As law enforcement officers ramp up the fight against the narco-trade, recent Police statistics have revealed that 421 persons were charged with trafficking in narcotics offences.
These numbers, for the period January- October 2017, were revealed by acting Crime Chief Paul Williams. Of the 421, 310 persons were charged with marijuana offences while 111 individuals were charged for cocaine-related offences.
The statistics showed that the 310 marijuana possession cases reflected a decrease of 171 cases as the corresponding figure during the same period in 2016 was 481. In 2015, 503 persons were charged; in 2014, 454 and in 2013, 593.
For cocaine cases, there was an increase of 44 per cent, as the 111 cases filed this year reflected a spike up from 49 cases up to October last year. In 2015, there were 132; in 2014, 111 and in 2013, 141 cases.
The acting Crime Chief in his analysis suggested that success in cracking down on the narcotics trade was owed to increased collaborations between the Police Force and the Customs Anti-Narcotics Unit (CANU).
“Because of the collaborative effort between the Police and CANU [and] numerous training, this would have made the detection rate very high. The couriers may have run out of style in terms of how they are able to move,” Williams observed.
Self-confessed drug lord Barry Dataram was convicted and sentenced to spend 60 months (five years) in jail and fined $164,268,000 after he was found guilty, in absentia, of possession of cocaine for the purpose of trafficking in September 2016.
On April 16, 2015, at 661 Fourth Avenue, Block X Diamond, East Bank Demerara, Police found Dataram and others with 60.840 kilograms of cocaine in their possession for the purpose of trafficking.

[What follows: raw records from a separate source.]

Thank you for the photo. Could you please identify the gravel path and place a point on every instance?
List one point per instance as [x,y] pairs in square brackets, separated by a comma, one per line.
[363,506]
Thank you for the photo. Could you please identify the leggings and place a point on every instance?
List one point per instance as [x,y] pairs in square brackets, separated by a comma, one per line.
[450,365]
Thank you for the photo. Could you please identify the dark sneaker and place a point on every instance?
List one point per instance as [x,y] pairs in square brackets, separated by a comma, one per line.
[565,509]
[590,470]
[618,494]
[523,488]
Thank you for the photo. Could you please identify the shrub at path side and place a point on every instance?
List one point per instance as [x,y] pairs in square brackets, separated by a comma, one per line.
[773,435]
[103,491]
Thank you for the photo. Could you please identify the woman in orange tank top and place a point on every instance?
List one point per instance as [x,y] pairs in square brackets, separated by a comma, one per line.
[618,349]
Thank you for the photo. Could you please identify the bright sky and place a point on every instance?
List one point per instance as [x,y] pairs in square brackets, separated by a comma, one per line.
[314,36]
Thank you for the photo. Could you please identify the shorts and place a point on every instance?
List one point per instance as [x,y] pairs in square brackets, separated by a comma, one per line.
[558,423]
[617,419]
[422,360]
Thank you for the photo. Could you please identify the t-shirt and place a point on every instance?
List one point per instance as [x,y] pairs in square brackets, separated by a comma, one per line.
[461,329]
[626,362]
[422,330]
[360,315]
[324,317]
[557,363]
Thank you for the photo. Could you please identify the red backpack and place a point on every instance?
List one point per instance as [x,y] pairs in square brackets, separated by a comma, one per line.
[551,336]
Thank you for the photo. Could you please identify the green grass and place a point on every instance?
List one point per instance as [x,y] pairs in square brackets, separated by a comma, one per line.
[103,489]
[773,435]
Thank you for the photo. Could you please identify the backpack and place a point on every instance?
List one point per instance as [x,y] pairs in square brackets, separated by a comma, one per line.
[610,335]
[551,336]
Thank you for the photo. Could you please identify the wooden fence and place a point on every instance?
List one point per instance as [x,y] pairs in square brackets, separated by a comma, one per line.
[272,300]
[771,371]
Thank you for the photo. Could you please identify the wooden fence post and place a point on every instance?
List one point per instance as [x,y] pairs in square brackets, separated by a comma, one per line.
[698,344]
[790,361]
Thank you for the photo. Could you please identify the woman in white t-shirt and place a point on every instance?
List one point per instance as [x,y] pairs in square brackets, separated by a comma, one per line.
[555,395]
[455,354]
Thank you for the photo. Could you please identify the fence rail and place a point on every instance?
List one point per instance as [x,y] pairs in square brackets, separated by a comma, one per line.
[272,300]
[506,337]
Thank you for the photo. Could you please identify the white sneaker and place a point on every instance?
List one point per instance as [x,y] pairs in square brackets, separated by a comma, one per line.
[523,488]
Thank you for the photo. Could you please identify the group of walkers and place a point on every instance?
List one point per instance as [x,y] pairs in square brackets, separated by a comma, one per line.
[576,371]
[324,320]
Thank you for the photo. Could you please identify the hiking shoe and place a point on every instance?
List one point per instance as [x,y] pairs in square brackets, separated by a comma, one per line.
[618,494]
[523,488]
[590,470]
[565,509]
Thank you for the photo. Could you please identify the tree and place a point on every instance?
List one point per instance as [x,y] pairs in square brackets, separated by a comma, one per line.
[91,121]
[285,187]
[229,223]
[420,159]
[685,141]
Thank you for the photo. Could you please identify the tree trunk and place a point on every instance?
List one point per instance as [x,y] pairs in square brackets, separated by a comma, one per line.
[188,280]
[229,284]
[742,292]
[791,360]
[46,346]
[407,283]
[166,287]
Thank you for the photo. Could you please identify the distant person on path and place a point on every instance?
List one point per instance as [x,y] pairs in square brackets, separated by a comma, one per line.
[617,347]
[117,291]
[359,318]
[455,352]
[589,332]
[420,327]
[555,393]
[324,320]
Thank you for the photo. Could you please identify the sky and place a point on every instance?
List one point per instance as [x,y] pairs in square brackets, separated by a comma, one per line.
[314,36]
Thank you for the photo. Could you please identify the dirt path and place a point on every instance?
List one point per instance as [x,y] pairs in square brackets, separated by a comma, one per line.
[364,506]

The others, including his reputed wife, Anjanie Boodnarine, were all freed. Dataram is also currently serving time for additional crimes, including illegal ammunition possession, passport forgery, absconding from the law and illegal departure.
CANU agents in recent months have increased patrols on land and on the country’s waterways and ports, in efforts to reduce trafficking.
Meanwhile, many advocacy groups are still calling for decriminalisation of small amounts of marijuana and for Magistrates to impose alternative sentencing, including community service.
It has been observed that such measures could assist in reducing the prison population.